# CS848: The art and science of empirical computer science

## Assignment: Visualization Project

**Description:** At a high-level, for this visualization project, I would like you to perform exploratory data analysis on a bibliometric dataset of your choice. From this exploration, I would like you to come up with one or more interesting observations or questions to ask. And then, I would like you to build a visualization that either "makes the points" or answers the questions that you posed.

### 1. Exploratory data analysis on a bibliometric dataset of your choice:


* The data set I chose is [DBLP](https://qlever.cs.uni-freiburg.de/dblp/jzdksf). 
* [DBLP](https://qlever.cs.uni-freiburg.de/dblp/jzdksf) allows you to run SPARQL queries to get bibliometrics about:
   * Papers
   * Their authors
   * The affiliation of the authors
   * Conferences in which those papers are published
   * etc.

### 2. Observations or questions to ask:
[CSRankings](https://csrankings.org/) provide **per institution** rankings for different CS fields.
We are interested in a similar ranking but **per country**.

More specifically, for **a given field** (for example: cloud), **What are the rankings by country?**


### How to answer this question?

[DBLP](https://qlever.cs.uni-freiburg.de/dblp/jzdksf) provides the backend information needed to execute SPARQL queries from any where.

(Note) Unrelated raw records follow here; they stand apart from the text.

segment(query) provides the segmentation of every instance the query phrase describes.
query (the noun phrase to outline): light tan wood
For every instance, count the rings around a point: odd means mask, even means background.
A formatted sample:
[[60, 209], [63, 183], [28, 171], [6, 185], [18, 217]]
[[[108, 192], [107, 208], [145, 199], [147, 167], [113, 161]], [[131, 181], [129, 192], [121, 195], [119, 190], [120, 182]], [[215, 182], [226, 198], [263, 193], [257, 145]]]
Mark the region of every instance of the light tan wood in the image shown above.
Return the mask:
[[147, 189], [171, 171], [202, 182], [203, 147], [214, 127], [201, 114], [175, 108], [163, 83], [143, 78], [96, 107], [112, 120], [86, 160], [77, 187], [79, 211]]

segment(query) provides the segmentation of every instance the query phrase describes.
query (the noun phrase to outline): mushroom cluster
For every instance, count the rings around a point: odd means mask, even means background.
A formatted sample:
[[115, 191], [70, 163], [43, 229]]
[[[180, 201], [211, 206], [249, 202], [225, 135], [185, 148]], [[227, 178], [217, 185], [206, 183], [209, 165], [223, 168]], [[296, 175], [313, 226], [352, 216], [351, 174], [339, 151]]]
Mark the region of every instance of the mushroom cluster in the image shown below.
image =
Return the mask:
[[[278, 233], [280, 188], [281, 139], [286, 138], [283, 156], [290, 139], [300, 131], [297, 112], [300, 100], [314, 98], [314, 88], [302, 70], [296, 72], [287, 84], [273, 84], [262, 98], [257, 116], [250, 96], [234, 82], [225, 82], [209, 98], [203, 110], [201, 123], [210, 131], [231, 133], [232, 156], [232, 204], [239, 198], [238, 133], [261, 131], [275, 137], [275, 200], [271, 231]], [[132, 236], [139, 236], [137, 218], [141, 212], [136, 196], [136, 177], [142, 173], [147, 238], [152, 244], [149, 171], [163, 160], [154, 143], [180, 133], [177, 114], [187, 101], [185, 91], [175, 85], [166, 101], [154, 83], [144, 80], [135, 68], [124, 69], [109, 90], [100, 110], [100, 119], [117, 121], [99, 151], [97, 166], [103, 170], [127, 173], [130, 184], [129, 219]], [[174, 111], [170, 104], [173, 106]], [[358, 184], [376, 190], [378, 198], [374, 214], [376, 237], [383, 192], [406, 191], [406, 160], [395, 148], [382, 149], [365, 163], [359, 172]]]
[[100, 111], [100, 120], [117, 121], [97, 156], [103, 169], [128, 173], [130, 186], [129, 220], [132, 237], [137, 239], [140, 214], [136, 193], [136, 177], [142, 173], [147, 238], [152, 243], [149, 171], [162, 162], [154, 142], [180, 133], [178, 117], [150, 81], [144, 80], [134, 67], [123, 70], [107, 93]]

The following function can excute a query that takes the parameters:
* keywords: a list of keywords that are used to determine the desired field. The titles of the returned papers will contain at least one of those keywords.
* conferences: a list of the conferences that we want to consider in our search.
* years: (from_year, to_year).

This query will return the following information:
* paper 
* title 
* author 
* conference 
* affiliation 
* year

In [2]:
from SPARQLWrapper import SPARQLWrapper, JSON
import pandas as pd
import matplotlib.pyplot as plt
from iso3166 import countries
import ipywidgets as widgets
from IPython.display import clear_output

def query(keywords, conferences, years):
    sparql = SPARQLWrapper("https://qlever.cs.uni-freiburg.de/api/dblp")
    sparql.setReturnFormat(JSON)

    sparql.setQuery(f"""
    PREFIX dblp: <https://dblp.org/rdf/schema#>
    SELECT ?paper ?title ?author ?conference ?affiliation ?year WHERE {{
      ?paper dblp:title ?title .
      ?paper dblp:publishedIn ?conference .
      ?paper dblp:yearOfPublication ?year .
      ?paper dblp:authoredBy ?author .
      ?author dblp:affiliation ?affiliation . 
      FILTER REGEX(?title, "{'|'.join(keywords)}") .
      FILTER REGEX (?conference , "{'|'.join(conferences)}") .
      FILTER (?year >= "{years[0]}") .
      FILTER (?year <= "{years[1]}") .
    }}
    """
    )
    query_res = sparql.queryAndConvert()

    cols = query_res['head']['vars']
    rows = []
    for res in query_res['results']['bindings']:
        row = []
        for col in cols:
            if col in res:
                row.append(res[col]['value'])
            else:
                row.append("")
        rows.append(row)


But, the returned information does not contain the country!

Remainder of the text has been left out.